In questo approfondimento ho trovato necessario trattare della vittimizzazione secondaria, un ulteriore trauma che preme sulla donna vittima di violenza che sopravvive alla violenza e che decide di denunciarla. Sarà Nadia Somma, referente del Nuovo Osservatorio sulla vittimizzazione secondaria creato da D.I.Re, a spiegare le pieghe in cui si cela questa grave problematica, le contraddizioni in cui, strada facendo, si incorre, ciò che si dovrebbe fare e ciò che sarebbe consigliabile non fare, con un riferimento in chiusura al recente femminicidio che ha visto vittima la giovane Cecilia Hazana per mano del suo ex Mirko Genco, avvenuto a Reggio Emilia
Dott.ssa Somma cos’è la vittimizzazione secondaria?
“La vittimizzazione secondaria avviene, può venire, da parte di altri soggetti che non sono gli autori di maltrattamenti, di violenze. Questi ultimi sono gli attori primari, il soggetto primario che commette violenza. La vittimizzazione secondaria può essere messa in atto per esempio dai familiari della vittima, quando non le credono o la colpevolizzano per le violenze subite o non le offrono aiuto, sostegno. Ma può arrivare anche da parte di soggetti istituzionali,, in particolare quando una donna ad esempio chiede aiuto, si rivolge all’autorità giudiziaria per sporgere denuncia oppure per intraprendere una separazione legale. In questo caso chiedendo l’affidamento dei figli perché il marito/compagno ha commesso atti gravi di violenza anche in loro presenza. Per questo motivo vorrebbe che non venissero valutate le capacità genitoriali come padre. Invece si ritrova vittimizzata, colpevolizzata, non creduta e a volte ci sono donne che addirittura perdono nei Tribunali civili la collocazione dei figli. Abbiamo avuto casi in cui queste donne hanno perso anche la responsabilità genitoriale perché il loro desiderio di proteggere i figli da un padre violento è stato visto come ostativo, costituendo così motivo di annullamento della richiesta. Oppure la vittimizzazione secondaria può essere innescata quando le donne vittime di violenza non vengono credute nei Tribunali penali, vengono colpevolizzate. Anche i servizi sociali possono scatenarla, quando non viene riconosciuta la violenza, ma viene scambiata come conflitto, lite, aspro conflitto”

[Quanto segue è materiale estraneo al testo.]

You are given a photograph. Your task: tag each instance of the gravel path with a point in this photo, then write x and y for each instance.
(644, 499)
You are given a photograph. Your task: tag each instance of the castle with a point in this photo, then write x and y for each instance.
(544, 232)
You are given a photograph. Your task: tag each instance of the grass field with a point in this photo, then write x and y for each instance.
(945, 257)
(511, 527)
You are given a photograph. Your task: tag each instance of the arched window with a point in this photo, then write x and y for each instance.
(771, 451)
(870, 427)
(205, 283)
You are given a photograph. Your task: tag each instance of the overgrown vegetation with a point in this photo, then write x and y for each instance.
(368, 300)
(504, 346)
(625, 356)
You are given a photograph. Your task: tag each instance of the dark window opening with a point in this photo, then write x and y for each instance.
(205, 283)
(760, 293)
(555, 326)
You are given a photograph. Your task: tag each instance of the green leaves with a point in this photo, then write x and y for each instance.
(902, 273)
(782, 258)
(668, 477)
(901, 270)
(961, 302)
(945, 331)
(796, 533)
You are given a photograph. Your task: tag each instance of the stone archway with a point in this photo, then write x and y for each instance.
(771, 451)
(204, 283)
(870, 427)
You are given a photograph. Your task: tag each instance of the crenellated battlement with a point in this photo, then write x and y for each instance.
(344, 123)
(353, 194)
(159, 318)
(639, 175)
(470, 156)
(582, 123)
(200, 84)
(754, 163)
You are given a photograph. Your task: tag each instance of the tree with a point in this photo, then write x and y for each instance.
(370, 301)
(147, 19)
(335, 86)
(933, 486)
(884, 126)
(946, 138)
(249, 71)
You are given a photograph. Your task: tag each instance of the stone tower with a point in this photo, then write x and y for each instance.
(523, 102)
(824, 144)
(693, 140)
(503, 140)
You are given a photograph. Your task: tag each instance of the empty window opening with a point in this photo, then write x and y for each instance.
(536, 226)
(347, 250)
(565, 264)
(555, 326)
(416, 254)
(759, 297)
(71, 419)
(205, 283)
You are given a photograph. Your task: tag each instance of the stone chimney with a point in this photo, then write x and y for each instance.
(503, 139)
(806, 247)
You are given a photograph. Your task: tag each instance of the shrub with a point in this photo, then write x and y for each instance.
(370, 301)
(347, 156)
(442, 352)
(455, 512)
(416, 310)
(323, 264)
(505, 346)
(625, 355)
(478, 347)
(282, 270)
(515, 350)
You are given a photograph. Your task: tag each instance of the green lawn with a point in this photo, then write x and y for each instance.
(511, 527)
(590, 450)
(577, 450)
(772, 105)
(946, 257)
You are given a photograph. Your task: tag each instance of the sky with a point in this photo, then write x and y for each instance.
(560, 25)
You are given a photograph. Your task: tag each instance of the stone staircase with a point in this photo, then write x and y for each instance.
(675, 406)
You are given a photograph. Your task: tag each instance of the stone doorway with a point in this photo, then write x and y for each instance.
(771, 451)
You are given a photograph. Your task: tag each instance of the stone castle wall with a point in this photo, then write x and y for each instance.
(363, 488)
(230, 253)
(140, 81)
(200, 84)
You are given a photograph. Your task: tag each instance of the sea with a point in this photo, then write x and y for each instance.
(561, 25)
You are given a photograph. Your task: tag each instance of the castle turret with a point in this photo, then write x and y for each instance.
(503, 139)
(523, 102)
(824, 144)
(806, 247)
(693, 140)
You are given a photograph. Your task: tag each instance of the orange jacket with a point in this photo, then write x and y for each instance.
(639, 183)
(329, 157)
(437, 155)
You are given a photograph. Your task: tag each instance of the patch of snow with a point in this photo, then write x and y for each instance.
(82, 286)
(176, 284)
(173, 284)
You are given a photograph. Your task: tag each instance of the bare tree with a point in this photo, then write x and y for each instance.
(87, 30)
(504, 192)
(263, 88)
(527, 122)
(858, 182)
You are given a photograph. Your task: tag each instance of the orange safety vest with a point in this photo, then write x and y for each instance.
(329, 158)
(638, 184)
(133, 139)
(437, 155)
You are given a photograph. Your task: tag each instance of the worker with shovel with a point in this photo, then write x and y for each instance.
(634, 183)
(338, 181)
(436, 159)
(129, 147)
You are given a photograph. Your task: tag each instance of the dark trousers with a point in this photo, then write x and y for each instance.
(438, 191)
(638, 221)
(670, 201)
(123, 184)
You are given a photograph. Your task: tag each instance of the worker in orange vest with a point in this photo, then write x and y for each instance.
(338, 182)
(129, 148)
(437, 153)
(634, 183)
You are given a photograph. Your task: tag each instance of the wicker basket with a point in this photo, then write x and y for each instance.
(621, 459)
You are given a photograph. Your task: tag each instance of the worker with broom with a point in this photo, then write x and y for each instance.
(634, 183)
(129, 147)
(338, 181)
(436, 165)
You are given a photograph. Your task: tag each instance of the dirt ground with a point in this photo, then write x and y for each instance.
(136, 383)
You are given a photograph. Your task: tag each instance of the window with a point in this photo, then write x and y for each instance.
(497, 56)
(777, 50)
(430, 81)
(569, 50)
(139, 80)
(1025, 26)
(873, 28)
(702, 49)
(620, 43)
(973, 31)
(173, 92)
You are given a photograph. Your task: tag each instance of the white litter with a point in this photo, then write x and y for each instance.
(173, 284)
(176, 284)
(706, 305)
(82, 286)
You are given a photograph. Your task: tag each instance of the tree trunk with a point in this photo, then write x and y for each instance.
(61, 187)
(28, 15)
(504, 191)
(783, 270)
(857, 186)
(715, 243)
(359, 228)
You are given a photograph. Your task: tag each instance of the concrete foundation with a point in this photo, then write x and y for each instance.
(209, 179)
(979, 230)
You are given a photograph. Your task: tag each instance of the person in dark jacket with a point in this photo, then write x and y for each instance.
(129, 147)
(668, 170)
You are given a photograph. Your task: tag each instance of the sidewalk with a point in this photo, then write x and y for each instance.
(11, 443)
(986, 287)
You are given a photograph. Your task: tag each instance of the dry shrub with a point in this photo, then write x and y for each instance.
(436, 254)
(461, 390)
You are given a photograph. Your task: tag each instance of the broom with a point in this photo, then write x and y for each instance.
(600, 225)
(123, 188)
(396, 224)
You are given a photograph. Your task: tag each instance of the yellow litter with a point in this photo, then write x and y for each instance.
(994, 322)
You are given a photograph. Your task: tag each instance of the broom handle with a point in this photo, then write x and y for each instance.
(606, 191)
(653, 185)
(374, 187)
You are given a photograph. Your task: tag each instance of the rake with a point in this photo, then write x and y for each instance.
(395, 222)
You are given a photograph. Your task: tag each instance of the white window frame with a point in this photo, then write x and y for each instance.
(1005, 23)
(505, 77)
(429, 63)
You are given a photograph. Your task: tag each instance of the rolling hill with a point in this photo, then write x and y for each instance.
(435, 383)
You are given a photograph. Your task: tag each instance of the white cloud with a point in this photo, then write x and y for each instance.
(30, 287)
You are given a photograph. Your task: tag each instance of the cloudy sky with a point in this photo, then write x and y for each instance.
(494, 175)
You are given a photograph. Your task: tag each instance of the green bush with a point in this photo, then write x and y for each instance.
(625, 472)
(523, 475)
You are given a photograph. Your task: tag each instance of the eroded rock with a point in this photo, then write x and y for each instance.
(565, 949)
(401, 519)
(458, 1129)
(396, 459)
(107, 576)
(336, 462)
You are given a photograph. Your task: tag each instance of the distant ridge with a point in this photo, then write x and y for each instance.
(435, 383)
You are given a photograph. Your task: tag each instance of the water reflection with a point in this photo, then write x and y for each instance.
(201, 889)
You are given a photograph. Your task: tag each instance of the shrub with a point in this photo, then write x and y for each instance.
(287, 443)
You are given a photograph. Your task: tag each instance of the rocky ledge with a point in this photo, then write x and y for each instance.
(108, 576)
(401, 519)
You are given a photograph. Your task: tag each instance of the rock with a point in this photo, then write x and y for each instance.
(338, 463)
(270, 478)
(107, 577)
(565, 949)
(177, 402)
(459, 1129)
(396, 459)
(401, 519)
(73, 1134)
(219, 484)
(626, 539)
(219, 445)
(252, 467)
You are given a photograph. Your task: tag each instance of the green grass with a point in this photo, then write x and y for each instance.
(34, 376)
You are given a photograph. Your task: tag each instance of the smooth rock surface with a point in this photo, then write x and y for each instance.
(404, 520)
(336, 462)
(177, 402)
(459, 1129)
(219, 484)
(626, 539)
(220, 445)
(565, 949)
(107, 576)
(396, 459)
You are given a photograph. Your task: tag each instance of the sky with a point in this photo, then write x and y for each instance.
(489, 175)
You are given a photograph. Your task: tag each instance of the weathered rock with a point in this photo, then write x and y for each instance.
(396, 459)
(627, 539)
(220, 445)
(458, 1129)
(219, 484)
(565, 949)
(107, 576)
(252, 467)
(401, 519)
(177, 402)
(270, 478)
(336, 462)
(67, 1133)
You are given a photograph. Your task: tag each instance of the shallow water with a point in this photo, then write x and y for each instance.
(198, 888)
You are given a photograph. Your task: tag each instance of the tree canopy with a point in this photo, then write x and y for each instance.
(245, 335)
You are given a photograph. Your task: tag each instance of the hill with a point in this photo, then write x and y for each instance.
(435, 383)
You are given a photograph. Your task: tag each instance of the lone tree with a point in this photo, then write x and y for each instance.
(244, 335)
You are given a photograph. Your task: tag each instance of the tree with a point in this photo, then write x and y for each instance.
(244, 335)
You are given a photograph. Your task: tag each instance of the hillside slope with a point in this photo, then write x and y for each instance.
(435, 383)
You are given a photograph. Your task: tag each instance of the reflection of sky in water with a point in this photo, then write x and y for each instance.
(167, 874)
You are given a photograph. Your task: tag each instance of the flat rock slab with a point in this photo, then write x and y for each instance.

Se siamo ancora qui a parlarne vuol die che è una modalità ancora imperante..
“Si è molto imperante ancora e anche con delle sviste. Per esempio da parte dell’autorità giudiziaria. Io proprio qualche giorno fa ho pubblicato il caso di una donna che è arrivata al nostro Centro Antiviolenza chiedendo aiuto perché da 5 anni viveva un inferno con un marito che assumeva cocaina (ulteriore elemento di rischio). La donna ci ha mostrato un’archiviazione da parte del Tribunale di Ravenna perché in una di queste aggressioni lui l’aveva spintonata e le aveva dato un calcio. Per il Tribunale l’episodio è stato riconosciuto come fatto accidentale. La donna subiva soprattutto violenza psicologica e lui commetteva anche atti di autolesionismo davanti ai figli che hanno riportato traumi dalla situazione. Il Tribunale ha visto solo un piccolo pezzetto perché spesso le indagini della Polizia Giudiziaria non sono fatte in maniera approfondita. Questo è stato rilevato dal Rapporto della Commissione sul Femminicidio che ha analizzato i casi di donne uccise tra il 2017 e il 2018 con un’attenzione specifica a ciò che era avvenuto dal momento della loro denuncia alla loro morte. C’è una parcellizzazione ovvero i maltrattamenti che subiscono le donne vengono parcellizzati, nel senso che l’autorità giudiziaria prende solamente in esame quell’episodio, ma non viene fatto un approfondimento per far emergere eventuali altri episodi simili o se ce ne sono in corso. Non si riconosce la violenza, non si riconosce la violenza psicologica, si minimizza e quindi alla fine si arriva purtroppo ad archiviazioni di situazioni che in realtà sono solamente un episodio di una lunga sequenza di violenze e maltrattamenti. E aggiungo che l’italia è stata condannata dalla Corte di Strasburgo nel 2017 e nel 2021. La prima volta per il caso Elisaveta Talpis. Cittadina rumena e moldava residente in provincia di Udine, fu vittima di ripetuti atti di violenza domestica da parte del marito. La donna non venne tutelata e l’uomo la ferì gravemente e uccise il figlio”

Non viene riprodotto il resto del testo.